What is really needed is a service that can verify the belonging of an id to a group. Wait! That is what OpenId 1.1 provides! The OpenId Server URL names a resource that does two things:
- It can veryify OpenId URLs as being ones that are part of the group it can identify
- It can identifies User Agents as being ones that knows a secret tied to that OpenId (owns it).
So to take the Sun example, all that is needed is to specify that https://openid.sun.com/openid/service is an openid group identifier, and that all IDs that can be identified via that service are identifiers for members of that group.
So let us create such a relation now, and place it in some temporary openid namespace:
@prefix openid: <http://openid.org/tmp/ont#> .
@prefix owl: <http://www.w3.org/2002/07/owl#> .
@prefix foaf: <http://xmlns.com/foaf/0.1/> .
openid:memberIdService a owl:ObjectProperty;
rdfs:label "openid member identification service";
rdfs:comment """Any agent that can identify with an openid ID to this service is the agent who
is the subject of the foaf:openid relation to that ID, and that agent is a member of this group."""@en;
rdfs:domain foaf:Group;
rdfs:range openid:IDAuthService .
openid:IDAuthService a owl:Class;
rdfs:label "OpenID Authentication Service";
rdfs:comment "Members of this class are resources that can authenticate agents who present an OpenID."@en .
This would allow us then to write our information about Sun Microsystems like this
@prefix foaf: <http://xmlns.com/foaf/0.1/> .
@prefix : <http://sun.com/sunw#> .
@prefix openid: <http://openid.org/tmp/ont#> .
<> a foaf:PersonalProfileDocument;
foaf:primaryTopic :sunw.
:sunw a foaf:Organization, foaf:Group;
foaf:name "Sun Microsystems"@en;
foaf:homepage <http://www.sun.com/>;
openid:memberIdService <https://openid.sun.com/openid/service>.
So now when Sun wishes to become a member of a prestigious organisation like the W3C, all we need to do is send them Sun's foaf file URL. This will give them our openid:memberIdService which they can use to identify all of our members. That way they or any other service can tell who our employees are without us ever giving them a list.

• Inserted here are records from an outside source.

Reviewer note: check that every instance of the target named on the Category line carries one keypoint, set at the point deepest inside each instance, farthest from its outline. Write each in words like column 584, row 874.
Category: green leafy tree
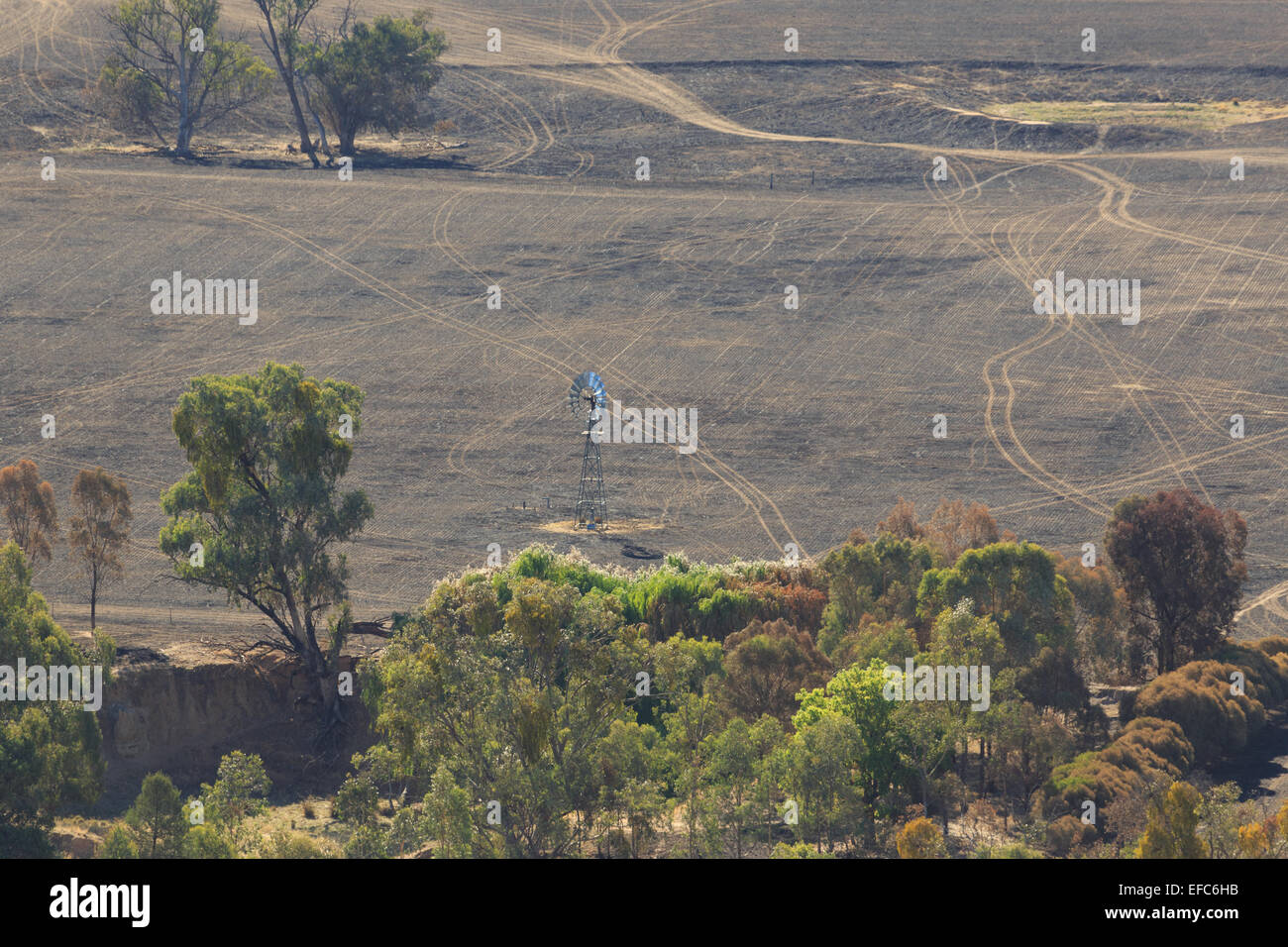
column 518, row 715
column 447, row 813
column 357, row 800
column 1181, row 566
column 375, row 75
column 1172, row 826
column 858, row 694
column 733, row 757
column 170, row 68
column 239, row 793
column 281, row 33
column 119, row 844
column 1013, row 582
column 819, row 776
column 265, row 502
column 631, row 789
column 50, row 750
column 156, row 819
column 205, row 841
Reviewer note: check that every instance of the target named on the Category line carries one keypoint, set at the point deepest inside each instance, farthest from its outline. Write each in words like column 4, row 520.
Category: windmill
column 588, row 395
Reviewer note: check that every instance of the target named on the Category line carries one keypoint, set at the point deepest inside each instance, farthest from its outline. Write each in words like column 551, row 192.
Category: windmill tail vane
column 588, row 394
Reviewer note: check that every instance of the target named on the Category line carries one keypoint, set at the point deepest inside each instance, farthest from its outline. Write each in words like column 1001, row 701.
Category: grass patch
column 1180, row 115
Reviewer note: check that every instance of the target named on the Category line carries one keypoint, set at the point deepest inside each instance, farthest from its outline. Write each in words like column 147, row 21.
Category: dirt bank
column 180, row 715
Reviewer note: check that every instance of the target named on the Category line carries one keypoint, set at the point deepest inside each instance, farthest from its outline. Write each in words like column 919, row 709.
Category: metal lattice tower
column 588, row 394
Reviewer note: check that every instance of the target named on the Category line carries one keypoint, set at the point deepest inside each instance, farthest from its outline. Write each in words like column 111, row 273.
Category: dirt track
column 915, row 291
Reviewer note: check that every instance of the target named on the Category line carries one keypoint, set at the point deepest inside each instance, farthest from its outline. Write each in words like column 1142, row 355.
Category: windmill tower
column 588, row 395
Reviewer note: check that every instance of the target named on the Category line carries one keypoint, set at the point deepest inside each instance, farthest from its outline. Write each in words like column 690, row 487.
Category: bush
column 1146, row 750
column 1068, row 831
column 919, row 839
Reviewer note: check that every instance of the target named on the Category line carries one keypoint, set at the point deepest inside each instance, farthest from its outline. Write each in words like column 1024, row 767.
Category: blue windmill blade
column 587, row 386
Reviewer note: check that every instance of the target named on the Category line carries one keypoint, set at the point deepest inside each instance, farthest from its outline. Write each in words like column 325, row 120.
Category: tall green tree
column 858, row 696
column 262, row 510
column 1013, row 582
column 156, row 819
column 171, row 69
column 50, row 750
column 281, row 33
column 375, row 75
column 99, row 530
column 1181, row 565
column 29, row 509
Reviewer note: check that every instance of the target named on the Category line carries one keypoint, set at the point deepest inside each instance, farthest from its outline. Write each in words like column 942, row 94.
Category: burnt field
column 915, row 294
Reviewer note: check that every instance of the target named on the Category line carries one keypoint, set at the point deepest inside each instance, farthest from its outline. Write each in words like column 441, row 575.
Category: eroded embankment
column 180, row 718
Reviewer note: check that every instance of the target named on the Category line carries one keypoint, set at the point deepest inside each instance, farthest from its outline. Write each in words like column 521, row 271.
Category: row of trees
column 98, row 530
column 50, row 750
column 174, row 71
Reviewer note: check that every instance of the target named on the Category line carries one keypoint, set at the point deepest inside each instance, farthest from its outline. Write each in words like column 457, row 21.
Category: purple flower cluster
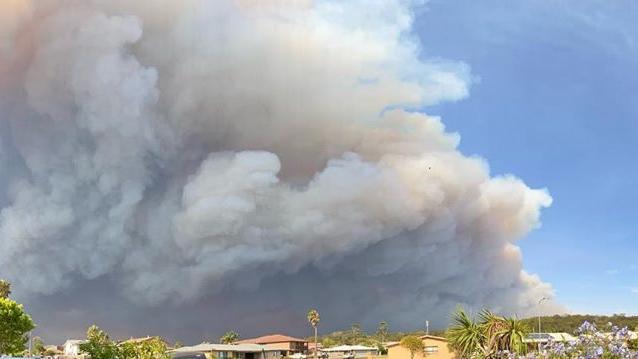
column 590, row 343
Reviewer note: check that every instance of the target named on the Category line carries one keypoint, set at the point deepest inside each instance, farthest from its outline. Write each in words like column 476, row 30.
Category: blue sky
column 555, row 103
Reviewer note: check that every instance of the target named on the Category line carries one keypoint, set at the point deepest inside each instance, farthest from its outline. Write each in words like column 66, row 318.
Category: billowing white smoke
column 178, row 146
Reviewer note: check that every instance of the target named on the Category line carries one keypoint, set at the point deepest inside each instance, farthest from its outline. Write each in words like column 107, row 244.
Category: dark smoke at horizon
column 186, row 168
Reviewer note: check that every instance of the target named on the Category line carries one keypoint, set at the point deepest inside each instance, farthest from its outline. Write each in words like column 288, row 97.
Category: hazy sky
column 556, row 102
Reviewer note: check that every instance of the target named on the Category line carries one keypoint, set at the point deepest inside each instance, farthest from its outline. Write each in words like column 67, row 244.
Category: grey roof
column 348, row 348
column 207, row 347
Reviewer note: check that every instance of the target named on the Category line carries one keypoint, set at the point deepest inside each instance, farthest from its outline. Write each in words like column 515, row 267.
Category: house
column 311, row 347
column 142, row 340
column 287, row 345
column 351, row 351
column 534, row 340
column 72, row 347
column 228, row 351
column 434, row 348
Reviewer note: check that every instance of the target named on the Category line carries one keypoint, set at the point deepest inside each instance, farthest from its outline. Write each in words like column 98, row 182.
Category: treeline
column 356, row 336
column 556, row 323
column 570, row 323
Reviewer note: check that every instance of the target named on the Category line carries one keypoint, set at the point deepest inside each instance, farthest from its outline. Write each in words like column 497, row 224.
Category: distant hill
column 570, row 323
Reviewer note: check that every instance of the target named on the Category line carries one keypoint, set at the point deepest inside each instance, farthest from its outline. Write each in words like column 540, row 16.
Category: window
column 431, row 348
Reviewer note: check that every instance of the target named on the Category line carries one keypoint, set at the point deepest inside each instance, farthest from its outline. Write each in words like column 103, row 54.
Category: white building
column 351, row 351
column 231, row 351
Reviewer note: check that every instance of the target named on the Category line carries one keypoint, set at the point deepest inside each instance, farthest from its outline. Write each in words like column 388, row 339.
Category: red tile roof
column 271, row 339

Let's look at this the other way around. A web service such as DZone asks me to identify myself and I give them my OpenId http://openid.sun.com/bblfish. That OpenId may have links to a number of different OpenId Servers. Which one should DZone use? Well it may recognise one of them, and just use that. But would it not be nice if the OpenId services could say something about themselves? One very useful thing they could say is what group they identified. This could be done in a nice RESTful way by simply asking for an RDF representation of the service for which we could get the easier to read N3 representation like this:
hjs@bblfish$ cwm https://openid.sun.com/openid/service @prefix openid: <http://openid.org/tmp/ont#> . <> a openid:IDAuthService; openid:serviceFor <http://sun.com/sunw#sunw> .So this would allow a service to follow its nose from openids to the groups they belong to, and assess the trust it has in those groups. The serviceFor relation above could simply be defined as
openid:serviceFor owl:inverseOf openid:memberIdService .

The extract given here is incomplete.